Die Offerte steht nach Angaben von Lenovo noch unter dem Vorbehalt der kartellrechtlichen Genehmigung – sowie dem Erreichen der Mindestannahmeschwelle.

Medion: Milliardenumsätze mit preiswerten Rechnern

Günstige Computer und große Bildschirme zum kleinen Preis – mit diesem Angebot setzt der Essener Elektronikspezialist Medion seit Jahren Milliarden um. Die Geschäftsidee des 1983 vom heutigen Mehrheitseigentümer Gerd Brachmann gegründeten Unternehmens: Medion produziert seine Geräte mit dem silbernen Schriftzug erst, wenn die Handelspartner – allen voran Aldi – bestellt haben und passt auch die Stückzahl den Wünschen der Großkunden an. Das spart Lagerkosten.

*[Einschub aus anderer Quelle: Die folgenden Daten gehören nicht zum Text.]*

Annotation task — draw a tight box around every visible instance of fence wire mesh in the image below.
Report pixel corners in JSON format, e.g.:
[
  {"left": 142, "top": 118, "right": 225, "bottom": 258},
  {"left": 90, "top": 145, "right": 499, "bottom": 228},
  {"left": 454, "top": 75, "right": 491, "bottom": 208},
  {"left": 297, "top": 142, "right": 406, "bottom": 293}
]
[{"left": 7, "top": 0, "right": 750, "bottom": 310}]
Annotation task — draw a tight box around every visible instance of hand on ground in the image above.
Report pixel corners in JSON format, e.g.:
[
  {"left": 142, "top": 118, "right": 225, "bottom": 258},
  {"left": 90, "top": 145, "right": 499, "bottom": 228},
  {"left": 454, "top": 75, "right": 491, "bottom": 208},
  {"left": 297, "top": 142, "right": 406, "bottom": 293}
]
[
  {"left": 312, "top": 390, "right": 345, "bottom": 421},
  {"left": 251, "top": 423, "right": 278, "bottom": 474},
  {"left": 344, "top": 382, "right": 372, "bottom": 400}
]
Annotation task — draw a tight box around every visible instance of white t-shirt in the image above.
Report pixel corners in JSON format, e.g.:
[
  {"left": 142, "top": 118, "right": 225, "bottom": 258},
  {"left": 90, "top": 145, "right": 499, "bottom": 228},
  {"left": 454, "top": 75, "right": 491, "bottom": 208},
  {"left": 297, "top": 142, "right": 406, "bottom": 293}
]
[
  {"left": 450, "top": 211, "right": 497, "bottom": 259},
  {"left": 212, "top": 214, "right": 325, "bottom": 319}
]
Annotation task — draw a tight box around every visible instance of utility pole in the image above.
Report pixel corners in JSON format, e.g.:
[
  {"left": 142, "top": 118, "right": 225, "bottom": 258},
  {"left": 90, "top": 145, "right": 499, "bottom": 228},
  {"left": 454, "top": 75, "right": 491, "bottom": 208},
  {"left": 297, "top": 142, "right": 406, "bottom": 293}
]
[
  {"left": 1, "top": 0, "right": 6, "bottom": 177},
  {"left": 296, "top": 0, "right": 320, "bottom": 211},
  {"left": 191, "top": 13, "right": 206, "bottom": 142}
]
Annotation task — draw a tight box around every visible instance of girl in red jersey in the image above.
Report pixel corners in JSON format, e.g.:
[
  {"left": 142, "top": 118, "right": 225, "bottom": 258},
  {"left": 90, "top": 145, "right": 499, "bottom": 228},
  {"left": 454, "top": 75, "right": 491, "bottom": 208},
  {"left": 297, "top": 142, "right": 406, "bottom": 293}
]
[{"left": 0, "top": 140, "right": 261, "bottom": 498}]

Das im SDax notierte Unternehmen ist nicht nur Hersteller, sondern entwickelt und testet günstige Produktideen speziell für Aktionsware der Handelspartner, berät Handelsunternehmen bei der Auswahl der Produktionsstätten, vertreibt und bietet vor allem nach dem Verkauf einen Kundendienst mit 365-Tage-Hotline. „Wir kennen den Markt in Westeuropa genau und haben das After Sales-Netz – genau deshalb ist Lenovo so interessiert“, sagt Finanzvorstand Christian Eigen.

Mit dem in etwa 14 Tagen erwarteten offiziellen Verkaufsangebot werde Brachmann seinen rund 55-Prozent-Anteil an Medion auf 20 Prozent reduzieren. „Damit will er auch zeigen: Ich bleibe im Unternehmen, ich laufe nicht weg“, sagte Eigen. Der Rest der Anteile ist in Streubesitz. Für die 1000 Mitarbeiter im Unternehmen gelte genauso wie für den Hauptsitz Essen eine Bestandsgarantie.

Medion war bereits 1988 an die Börse gegangen und auf der Welle der allgemeinen Internetbegeisterung zunächst kräftig gewachsen. Nach dem Platzen der Börsenblase kam Mitte des vergangenen Jahrzehnts aber ein Einbruch – nach Ansicht von Analysten auch deshalb, weil das Unternehmen sich zu stark an das Geschäft mit dem Discounter Aldi gebunden hatte. Der Kurs halbierte sich; am Mittwoch stieg er auf rund 13 Euro und damit auf das Niveau des Lenovo-Angebots.

Im Geschäftsjahr 2010 hatte das Unternehmen einen deutlichen Umsatzzuwachs auf 1,64 Milliarden Euro gemeldet. Der Gewinn vor Zinsen und Steuern betrug gut 28 Millionen Euro. Für das laufende Jahr rechnet Medion mit stabilen Umsätzen und einem Ergebniszuwachs von 15 bis 20 Prozent.